Indic-Xlit: Transliteration library for Indic Languages. Conversion of text from English to 21 languages of South Asia.

These details have not been verified by PyPI

Project links

Project description

AI4Bharat Indic-Transliteration

An AI-based transliteration engine for 21 major languages of the Indian subcontinent.

This package provides support for:

Python Library for transliteration from Roman to Native script
HTTP API server that can be hosted for interaction with web applications

About

This library is based on our research work called Indic-Xlit to build tools that can translit text between Indic languages and colloquially-typed content (in English alphabet).
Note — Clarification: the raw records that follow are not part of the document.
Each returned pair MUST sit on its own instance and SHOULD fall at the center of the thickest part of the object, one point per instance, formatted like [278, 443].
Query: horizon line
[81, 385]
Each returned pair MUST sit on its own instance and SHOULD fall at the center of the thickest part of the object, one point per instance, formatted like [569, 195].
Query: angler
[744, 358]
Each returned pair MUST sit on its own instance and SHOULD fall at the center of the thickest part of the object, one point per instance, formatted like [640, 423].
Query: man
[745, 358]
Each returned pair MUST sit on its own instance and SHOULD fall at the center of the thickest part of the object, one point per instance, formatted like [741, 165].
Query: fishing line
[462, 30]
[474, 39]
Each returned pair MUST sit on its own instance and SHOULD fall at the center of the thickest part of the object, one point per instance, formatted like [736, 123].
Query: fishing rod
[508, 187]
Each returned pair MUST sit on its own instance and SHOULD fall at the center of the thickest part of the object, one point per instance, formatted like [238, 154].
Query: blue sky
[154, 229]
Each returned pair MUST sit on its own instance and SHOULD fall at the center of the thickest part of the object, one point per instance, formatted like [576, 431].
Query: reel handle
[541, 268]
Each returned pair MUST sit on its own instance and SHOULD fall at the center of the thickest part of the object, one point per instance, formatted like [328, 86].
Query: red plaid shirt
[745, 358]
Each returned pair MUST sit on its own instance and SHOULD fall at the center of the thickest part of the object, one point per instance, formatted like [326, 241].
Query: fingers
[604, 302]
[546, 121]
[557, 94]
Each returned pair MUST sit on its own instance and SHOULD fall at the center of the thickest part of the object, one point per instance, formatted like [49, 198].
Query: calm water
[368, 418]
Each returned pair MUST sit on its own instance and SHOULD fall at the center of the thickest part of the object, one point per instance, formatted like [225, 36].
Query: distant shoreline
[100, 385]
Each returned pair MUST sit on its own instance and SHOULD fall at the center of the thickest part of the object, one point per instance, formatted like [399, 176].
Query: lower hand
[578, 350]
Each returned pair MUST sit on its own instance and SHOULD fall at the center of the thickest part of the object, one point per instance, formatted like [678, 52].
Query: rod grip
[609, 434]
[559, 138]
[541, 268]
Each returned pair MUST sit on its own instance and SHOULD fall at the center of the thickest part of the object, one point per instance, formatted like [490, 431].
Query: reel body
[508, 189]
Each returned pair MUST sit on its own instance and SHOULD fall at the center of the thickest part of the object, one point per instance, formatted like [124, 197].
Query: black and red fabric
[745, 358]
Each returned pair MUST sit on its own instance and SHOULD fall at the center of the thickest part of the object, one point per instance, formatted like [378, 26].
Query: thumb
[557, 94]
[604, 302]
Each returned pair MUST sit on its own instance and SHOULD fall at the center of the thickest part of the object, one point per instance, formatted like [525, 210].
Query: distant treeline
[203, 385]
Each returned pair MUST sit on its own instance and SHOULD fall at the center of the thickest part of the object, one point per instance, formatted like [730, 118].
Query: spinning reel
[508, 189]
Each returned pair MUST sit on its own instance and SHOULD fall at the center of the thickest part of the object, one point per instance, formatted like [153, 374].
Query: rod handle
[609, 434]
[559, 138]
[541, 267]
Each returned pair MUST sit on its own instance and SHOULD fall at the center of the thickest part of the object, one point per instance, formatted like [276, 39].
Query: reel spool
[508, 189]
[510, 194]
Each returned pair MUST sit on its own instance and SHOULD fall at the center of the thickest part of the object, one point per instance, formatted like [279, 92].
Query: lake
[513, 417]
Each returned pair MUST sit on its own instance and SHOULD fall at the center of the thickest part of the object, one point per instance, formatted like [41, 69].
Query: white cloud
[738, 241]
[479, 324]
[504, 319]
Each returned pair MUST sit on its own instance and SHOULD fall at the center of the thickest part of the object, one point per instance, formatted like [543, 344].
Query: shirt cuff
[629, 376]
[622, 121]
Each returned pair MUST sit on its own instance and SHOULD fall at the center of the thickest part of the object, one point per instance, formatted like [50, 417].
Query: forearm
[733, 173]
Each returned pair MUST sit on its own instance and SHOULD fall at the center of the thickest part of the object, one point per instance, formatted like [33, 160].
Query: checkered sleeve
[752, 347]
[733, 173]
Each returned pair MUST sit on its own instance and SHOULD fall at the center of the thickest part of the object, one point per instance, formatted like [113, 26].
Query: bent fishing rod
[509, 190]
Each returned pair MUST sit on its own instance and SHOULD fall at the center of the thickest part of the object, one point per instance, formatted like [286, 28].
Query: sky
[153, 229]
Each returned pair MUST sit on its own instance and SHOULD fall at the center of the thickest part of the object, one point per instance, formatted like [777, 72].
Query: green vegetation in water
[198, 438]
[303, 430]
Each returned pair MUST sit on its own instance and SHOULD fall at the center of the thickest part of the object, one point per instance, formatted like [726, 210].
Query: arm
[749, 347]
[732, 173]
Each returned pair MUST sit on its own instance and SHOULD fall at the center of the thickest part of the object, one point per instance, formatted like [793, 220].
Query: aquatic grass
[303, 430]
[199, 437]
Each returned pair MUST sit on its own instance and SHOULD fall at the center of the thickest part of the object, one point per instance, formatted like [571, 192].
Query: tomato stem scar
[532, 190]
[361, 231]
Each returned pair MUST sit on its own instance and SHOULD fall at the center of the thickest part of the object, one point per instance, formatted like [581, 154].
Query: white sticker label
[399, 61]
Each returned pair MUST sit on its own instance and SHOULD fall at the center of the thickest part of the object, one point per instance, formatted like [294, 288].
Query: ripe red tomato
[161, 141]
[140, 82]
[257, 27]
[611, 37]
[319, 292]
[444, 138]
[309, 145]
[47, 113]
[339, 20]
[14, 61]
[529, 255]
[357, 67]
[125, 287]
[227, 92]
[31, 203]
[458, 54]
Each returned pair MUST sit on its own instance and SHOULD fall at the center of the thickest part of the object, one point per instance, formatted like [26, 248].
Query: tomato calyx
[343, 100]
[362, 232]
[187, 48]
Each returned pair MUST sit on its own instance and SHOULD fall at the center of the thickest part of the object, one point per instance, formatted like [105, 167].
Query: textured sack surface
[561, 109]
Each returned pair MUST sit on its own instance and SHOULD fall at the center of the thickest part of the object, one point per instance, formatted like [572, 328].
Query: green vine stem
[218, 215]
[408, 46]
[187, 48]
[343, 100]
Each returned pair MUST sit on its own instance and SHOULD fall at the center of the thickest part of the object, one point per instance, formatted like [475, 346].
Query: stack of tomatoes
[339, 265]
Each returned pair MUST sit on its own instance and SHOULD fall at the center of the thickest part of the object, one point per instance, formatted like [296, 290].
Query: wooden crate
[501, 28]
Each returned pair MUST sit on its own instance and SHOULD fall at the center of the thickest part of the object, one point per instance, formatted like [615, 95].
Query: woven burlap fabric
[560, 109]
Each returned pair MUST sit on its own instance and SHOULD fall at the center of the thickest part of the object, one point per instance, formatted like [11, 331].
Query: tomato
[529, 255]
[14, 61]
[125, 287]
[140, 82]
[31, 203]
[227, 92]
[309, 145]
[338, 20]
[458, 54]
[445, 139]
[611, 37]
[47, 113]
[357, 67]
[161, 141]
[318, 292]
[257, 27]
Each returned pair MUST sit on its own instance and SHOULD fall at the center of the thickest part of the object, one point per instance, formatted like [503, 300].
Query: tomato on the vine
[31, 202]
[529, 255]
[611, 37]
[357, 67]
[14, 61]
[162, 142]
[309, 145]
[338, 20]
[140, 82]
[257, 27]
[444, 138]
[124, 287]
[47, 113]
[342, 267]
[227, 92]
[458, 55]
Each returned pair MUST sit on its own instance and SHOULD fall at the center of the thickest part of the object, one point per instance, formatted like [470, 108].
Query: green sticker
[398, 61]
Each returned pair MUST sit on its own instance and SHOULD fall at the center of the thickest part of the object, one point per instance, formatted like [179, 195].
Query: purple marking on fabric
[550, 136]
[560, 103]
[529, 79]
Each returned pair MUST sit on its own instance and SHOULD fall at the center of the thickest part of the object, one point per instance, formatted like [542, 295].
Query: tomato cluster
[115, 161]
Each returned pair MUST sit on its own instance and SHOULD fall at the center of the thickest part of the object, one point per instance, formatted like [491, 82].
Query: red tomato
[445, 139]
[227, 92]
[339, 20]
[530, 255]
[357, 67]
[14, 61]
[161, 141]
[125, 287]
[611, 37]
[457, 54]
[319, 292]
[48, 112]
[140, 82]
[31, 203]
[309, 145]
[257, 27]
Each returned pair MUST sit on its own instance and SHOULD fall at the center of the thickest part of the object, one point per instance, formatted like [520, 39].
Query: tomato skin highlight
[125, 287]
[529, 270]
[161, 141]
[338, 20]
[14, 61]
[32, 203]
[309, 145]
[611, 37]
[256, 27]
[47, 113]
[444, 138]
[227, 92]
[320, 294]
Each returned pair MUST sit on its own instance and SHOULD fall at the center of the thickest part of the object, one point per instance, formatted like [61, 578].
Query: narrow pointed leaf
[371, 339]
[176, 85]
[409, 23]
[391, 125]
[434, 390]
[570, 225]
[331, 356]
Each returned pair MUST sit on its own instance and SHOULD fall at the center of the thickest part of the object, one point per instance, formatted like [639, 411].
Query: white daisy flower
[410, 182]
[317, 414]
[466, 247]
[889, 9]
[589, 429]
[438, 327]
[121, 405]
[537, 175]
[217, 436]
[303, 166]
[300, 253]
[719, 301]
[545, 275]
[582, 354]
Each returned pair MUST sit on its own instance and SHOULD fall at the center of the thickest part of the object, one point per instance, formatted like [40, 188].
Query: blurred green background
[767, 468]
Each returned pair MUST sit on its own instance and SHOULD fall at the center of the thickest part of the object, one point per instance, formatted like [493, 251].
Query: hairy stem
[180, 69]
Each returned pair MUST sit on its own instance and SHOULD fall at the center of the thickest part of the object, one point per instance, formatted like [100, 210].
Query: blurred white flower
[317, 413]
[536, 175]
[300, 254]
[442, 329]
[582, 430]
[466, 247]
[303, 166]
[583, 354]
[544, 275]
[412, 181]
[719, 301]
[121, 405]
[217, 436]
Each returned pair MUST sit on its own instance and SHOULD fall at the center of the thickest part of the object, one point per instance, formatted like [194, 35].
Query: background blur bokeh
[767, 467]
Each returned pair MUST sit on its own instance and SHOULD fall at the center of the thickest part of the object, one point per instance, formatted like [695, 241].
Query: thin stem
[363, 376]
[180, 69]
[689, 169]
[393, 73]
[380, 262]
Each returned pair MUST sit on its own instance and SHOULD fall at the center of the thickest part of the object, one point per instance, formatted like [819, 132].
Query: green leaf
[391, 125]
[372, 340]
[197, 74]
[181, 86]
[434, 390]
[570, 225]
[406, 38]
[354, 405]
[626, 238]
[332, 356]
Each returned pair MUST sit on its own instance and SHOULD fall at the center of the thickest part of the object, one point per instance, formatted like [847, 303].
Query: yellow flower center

We support both Roman-to-Native back-transliteration (English script to Indic language conversion), as well as Native-to-Roman transliteration (Indic to English alphabet conversion).

An online demo is available here: https://xlit.ai4bharat.org

Languages Supported

ISO 639 code	Language
as	Assamese - অসমীয়া
bn	Bangla - বাংলা
brx	Boro - बड़ो
gu	Gujarati - ગુજરાતી
hi	Hindi - हिंदी
kn	Kannada - ಕನ್ನಡ
ks	Kashmiri - كٲشُر
gom	Konkani Goan - कोंकणी
mai	Maithili - मैथिली
ml	Malayalam - മലയാളം
mni	Manipuri - ꯃꯤꯇꯩꯂꯣꯟ
mr	Marathi - मराठी
ne	Nepali - नेपाली
or	Oriya - ଓଡ଼ିଆ
pa	Panjabi - ਪੰਜਾਬੀ
sa	Sanskrit - संस्कृतम्
sd	Sindhi - سنڌي
si	Sinhala - සිංහල
ta	Tamil - தமிழ்
te	Telugu - తెలుగు
ur	Urdu - اُردُو

Usage

Python Library

Import the wrapper for transliteration engine by:

from ai4bharat.transliteration import XlitEngine

Example 1 : Using word Transliteration

e = XlitEngine("hi", beam_width=10, rescore=True)
out = e.translit_word("namasthe", topk=5)
print(out)
# output: {'hi': ['नमस्ते', 'नमस्थे', 'नामस्थे', 'नमास्थे', 'नमस्थें']}

Arguments:

beam_width increases search size, resulting in improved accuracy but increases time/compute. (Default: 4)
topk returns only specified number of top results. (Default: 4)
rescore returns the reranked suggestions after using a dictionary. (Default: True)

Romanization:

By default, XlitEngine will load English-to-Indic model (default: src_script_type="roman")
To load Indic-to-English model, use src_script_type="indic"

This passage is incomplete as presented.